As you’d expect, the operation of the Ocean Way Studios plug-in feels intuitive and tangibly hands-on – in other words, you actually feel like you’re standing in the live room positioning microphones rather than tweaking settings on a reverb plug-in. Although the acoustic of the studio isn’t expansive, it definitely feels and sounds like a room that’s empathetic to a range of instruments, and assuming that your source is relatively dry, a great way of adding dimension and space to your recordings without them sounding noticeably reverberated.

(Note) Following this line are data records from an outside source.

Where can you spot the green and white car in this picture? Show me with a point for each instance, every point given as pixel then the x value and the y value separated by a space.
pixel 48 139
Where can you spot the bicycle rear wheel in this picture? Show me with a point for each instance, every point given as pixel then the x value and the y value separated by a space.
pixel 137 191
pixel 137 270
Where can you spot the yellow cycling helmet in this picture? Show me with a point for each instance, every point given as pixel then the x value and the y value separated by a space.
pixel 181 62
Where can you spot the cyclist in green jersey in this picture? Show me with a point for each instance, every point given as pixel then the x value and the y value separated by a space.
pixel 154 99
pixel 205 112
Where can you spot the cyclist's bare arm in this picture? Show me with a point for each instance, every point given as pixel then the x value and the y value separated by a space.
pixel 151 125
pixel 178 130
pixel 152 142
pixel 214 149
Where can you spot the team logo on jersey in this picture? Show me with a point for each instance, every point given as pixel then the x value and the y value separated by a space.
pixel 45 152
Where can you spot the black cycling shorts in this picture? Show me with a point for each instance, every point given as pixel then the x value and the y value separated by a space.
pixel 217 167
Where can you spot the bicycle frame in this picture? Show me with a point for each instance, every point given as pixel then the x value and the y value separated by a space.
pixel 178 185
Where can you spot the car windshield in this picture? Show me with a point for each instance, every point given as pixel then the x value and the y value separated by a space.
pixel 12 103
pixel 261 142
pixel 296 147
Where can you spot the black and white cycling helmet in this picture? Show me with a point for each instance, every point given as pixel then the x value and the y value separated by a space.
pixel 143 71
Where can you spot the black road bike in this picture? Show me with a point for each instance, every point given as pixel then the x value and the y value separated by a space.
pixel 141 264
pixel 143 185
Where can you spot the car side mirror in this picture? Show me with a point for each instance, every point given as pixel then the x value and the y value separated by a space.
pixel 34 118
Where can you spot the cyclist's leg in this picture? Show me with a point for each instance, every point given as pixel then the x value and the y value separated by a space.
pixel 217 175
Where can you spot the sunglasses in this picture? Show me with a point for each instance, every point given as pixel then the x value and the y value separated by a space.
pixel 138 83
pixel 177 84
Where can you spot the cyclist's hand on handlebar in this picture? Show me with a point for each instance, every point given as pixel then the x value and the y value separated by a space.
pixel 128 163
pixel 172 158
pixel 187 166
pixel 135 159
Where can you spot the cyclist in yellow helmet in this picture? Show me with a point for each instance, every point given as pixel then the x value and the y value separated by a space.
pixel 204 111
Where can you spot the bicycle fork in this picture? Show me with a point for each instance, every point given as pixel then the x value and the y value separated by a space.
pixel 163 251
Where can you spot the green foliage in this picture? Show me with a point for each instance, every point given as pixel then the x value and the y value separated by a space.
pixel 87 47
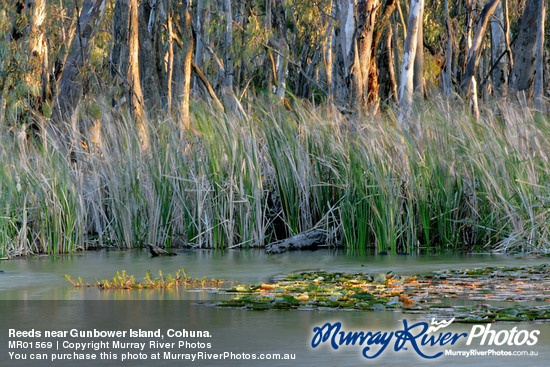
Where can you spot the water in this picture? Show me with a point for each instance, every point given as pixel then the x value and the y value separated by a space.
pixel 34 294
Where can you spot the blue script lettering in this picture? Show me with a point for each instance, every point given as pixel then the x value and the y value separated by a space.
pixel 415 335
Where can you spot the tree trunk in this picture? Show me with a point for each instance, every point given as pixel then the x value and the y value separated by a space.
pixel 387 80
pixel 282 47
pixel 230 100
pixel 406 86
pixel 187 63
pixel 447 76
pixel 468 85
pixel 523 71
pixel 539 70
pixel 498 47
pixel 70 87
pixel 148 57
pixel 39 47
pixel 199 49
pixel 366 84
pixel 418 75
pixel 344 51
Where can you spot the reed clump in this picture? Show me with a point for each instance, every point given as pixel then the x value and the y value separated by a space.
pixel 458 184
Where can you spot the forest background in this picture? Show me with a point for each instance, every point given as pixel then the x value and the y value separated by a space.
pixel 392 125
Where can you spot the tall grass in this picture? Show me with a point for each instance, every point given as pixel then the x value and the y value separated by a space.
pixel 458 184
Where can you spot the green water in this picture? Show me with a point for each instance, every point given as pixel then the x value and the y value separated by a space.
pixel 34 294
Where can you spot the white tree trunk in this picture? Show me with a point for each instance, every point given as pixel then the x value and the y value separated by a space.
pixel 498 47
pixel 406 86
pixel 539 73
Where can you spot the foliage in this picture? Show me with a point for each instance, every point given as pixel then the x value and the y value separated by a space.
pixel 232 182
pixel 519 288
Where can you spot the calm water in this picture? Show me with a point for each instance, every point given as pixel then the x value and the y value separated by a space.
pixel 34 294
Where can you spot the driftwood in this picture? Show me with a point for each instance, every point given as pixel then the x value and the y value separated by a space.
pixel 159 251
pixel 302 241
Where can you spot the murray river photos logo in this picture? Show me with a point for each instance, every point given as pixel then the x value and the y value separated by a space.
pixel 425 339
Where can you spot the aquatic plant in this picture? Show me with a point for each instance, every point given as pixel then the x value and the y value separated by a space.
pixel 122 280
pixel 244 181
pixel 525 289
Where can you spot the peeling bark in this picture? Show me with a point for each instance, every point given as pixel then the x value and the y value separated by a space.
pixel 70 87
pixel 469 85
pixel 498 47
pixel 523 71
pixel 406 86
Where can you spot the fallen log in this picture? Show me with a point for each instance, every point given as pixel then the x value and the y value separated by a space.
pixel 302 241
pixel 159 251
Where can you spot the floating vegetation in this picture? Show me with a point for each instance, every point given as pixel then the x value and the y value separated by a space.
pixel 122 280
pixel 438 293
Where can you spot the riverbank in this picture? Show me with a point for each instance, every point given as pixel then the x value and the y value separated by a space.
pixel 244 182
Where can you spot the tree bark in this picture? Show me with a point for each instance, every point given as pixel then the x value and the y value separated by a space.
pixel 418 75
pixel 498 47
pixel 366 84
pixel 39 47
pixel 132 76
pixel 70 87
pixel 468 85
pixel 447 76
pixel 231 102
pixel 539 70
pixel 187 64
pixel 148 57
pixel 344 51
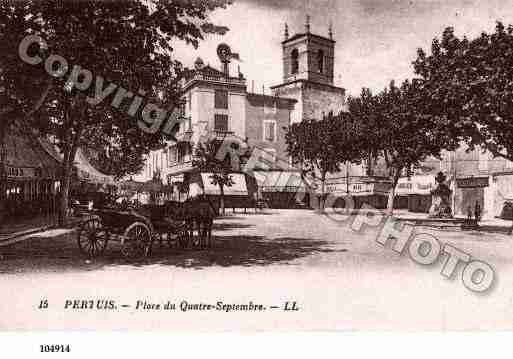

If you want to use Ocean Way Studios more like a traditional reverb plug-in, you also have the choice of running it in Reverb mode. Used in this way, the plug-in removes all ‘dry’ signals from the output, which negates some of the cleverer aspects of the modelling but allows you to use the plug-in in a traditional wet/dry capacity, potentially running a number of signals out to the ‘live room’ to inject a dose of ambience. You can still colour the reverb with the choice of mics, and change its dimensions by moving them, which makes it far more intuitive and musical than a traditional reverb plug-in.
The Ocean Way
Having had the input of Allan Sides (an engineer who’s spent plenty of time at Ocean Way) and over three years of technical development, Ocean Way Studios more than meets its aim of recreating the sound and acoustics of a classic studio. It’s also an ingenious new way of looking at signal processing, bringing together a number of strands – namely, virtual acoustics and mic modelling – in a dynamic, intuitive way.
Of course, it’s hard not to draw some comparisons between Ocean Way Studios and the aforementioned Altiverb 7. Indeed, used ‘statically’ in Reverb mode, it’s conceivable that there’s little difference in the sonic output between the two (it’s worth pointing out that Altiverb doesn’t have an IR file from Ocean Way). However, once you start moving mics around or use it in Re-Mic mode, Ocean Way Studios becomes a far more interesting tool, letting you tailor your acoustic space in powerful and interesting ways.
Ultimately, though, Ocean Way Studios is a truly unique tool, something that can shape both the colour and ambience of your recording in ways almost impossible to achieve elsewhere.
+ Perfect ‘recording studio’ acoustic
+ Models both dry and wet components
+ Detailed controls
+ A truly unique tool
– Slightly limited range of space
– Relatively DSP-hungry
With detailed room modelling and hands-on mic positioning, the Ocean Way Studios plug-in is a perfect tool for adding ‘studio-like’ spatiality to your recordings.